ECLI:NL:HR:2017:1247

Hoge Raad

Datum uitspraak
7 juli 2017
Publicatiedatum
6 juli 2017
Zaaknummer
16/05712
Instantie
Hoge Raad
Type
Uitspraak
Rechtsgebied
Bestuursrecht; Belastingrecht
Procedures
  • Cassatie
Rechters
Vindplaatsen
  • Rechtspraak.nl
AI samenvatting door LexboostAutomatisch gegenereerd

Cassatieberoep tegen uitspraak over overdrachtsbelasting

In deze zaak heeft belanghebbende beroep in cassatie ingesteld tegen een uitspraak van het Gerechtshof Den Haag van 14 oktober 2016, nr. BK-16/00226. Dit hoger beroep volgde op een eerdere uitspraak van de Rechtbank Den Haag (nr. SGR 15/9259) betreffende een door belanghebbende op aangifte voldaan bedrag aan overdrachtsbelasting. De Staatssecretaris van Financiën heeft gereageerd met een verweerschrift, waarna belanghebbende een conclusie van repliek heeft ingediend.

De Hoge Raad heeft de middelen die door belanghebbende zijn voorgesteld beoordeeld. De Hoge Raad oordeelt dat de middelen niet tot cassatie kunnen leiden. Dit oordeel is gebaseerd op artikel 81, lid 1, van de Wet op de rechterlijke organisatie, waarbij de Hoge Raad concludeert dat de middelen niet nopen tot beantwoording van rechtsvragen die van belang zijn voor de rechtseenheid of de rechtsontwikkeling.

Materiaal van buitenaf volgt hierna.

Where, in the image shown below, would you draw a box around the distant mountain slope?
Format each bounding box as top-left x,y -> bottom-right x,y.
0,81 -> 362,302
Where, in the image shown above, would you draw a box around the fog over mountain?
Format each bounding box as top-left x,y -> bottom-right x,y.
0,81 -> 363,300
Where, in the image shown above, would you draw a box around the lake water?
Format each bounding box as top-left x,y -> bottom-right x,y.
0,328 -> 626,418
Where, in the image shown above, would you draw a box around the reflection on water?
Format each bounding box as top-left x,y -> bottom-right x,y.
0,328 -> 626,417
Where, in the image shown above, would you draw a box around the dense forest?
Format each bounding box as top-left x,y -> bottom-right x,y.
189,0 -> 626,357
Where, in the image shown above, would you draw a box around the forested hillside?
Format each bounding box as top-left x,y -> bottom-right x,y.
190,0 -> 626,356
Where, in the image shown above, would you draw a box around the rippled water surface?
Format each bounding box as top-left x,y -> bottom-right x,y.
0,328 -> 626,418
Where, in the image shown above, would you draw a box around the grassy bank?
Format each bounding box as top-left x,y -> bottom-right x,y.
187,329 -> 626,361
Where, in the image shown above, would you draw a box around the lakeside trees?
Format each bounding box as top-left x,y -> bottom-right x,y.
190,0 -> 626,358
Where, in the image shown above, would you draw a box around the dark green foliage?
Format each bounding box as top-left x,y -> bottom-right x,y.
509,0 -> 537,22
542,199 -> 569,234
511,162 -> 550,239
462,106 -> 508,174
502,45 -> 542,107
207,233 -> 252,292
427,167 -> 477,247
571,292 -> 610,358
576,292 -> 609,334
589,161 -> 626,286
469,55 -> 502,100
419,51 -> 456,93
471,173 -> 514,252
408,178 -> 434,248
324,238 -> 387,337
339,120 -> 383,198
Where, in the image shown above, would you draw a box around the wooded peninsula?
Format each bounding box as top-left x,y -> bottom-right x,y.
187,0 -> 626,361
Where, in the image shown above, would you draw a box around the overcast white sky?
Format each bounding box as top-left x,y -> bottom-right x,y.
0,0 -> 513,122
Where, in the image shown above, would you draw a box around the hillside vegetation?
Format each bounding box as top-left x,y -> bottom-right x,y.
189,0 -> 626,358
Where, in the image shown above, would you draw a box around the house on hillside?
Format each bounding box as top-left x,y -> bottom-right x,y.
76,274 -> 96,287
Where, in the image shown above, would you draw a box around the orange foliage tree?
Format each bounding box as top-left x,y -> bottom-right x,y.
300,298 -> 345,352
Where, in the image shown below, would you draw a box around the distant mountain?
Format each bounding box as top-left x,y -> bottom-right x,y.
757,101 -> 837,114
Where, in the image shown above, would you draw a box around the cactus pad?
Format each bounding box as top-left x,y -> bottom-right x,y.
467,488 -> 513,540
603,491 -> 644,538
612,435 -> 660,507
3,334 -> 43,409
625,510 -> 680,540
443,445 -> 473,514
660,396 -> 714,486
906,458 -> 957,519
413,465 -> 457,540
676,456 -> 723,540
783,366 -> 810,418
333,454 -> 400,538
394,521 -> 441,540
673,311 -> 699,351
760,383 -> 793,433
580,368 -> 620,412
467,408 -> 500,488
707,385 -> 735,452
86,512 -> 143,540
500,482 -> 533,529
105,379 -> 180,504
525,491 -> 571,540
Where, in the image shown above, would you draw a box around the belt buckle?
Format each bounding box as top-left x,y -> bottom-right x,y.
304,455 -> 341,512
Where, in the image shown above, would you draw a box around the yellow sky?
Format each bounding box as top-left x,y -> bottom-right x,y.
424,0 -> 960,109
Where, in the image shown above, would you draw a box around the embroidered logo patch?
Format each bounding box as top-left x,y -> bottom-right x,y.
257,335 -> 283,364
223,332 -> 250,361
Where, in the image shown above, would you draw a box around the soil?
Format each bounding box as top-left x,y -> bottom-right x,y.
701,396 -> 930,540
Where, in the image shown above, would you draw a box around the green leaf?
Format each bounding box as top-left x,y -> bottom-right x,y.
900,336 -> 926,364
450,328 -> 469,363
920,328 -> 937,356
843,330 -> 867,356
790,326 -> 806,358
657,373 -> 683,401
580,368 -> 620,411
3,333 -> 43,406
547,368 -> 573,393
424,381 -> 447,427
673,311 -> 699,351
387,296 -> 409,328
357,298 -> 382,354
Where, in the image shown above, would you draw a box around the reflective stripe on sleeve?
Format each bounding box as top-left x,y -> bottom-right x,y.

Daarnaast heeft de Hoge Raad geen termen aanwezig geacht voor een veroordeling in de proceskosten. Uiteindelijk heeft de Hoge Raad het beroep in cassatie ongegrond verklaard. Dit arrest is uitgesproken in het openbaar op 7 juli 2017 door de vice-president en de raadsheren, in tegenwoordigheid van de waarnemend griffier.

Uitspraak

7 juli 2017
Nr. 16/05712
Arrest
gewezen op het beroep in cassatie van
[X]te
[Z](hierna: belanghebbende) tegen de uitspraak van het
Gerechtshof Den Haagvan 14 oktober 2016, nr. BK‑16/00226, op het hoger beroep van belanghebbende tegen een uitspraak van de Rechtbank Den Haag (nr. SGR 15/9259) betreffende een door belanghebbende op aangifte voldaan bedrag aan overdrachtsbelasting.

1.Geding in cassatie

Belanghebbende heeft tegen ’s Hofs uitspraak beroep in cassatie ingesteld en daarbij een aantal middelen voorgesteld.
De Staatssecretaris van Financiën heeft een verweerschrift ingediend.
Belanghebbende heeft een conclusie van repliek ingediend.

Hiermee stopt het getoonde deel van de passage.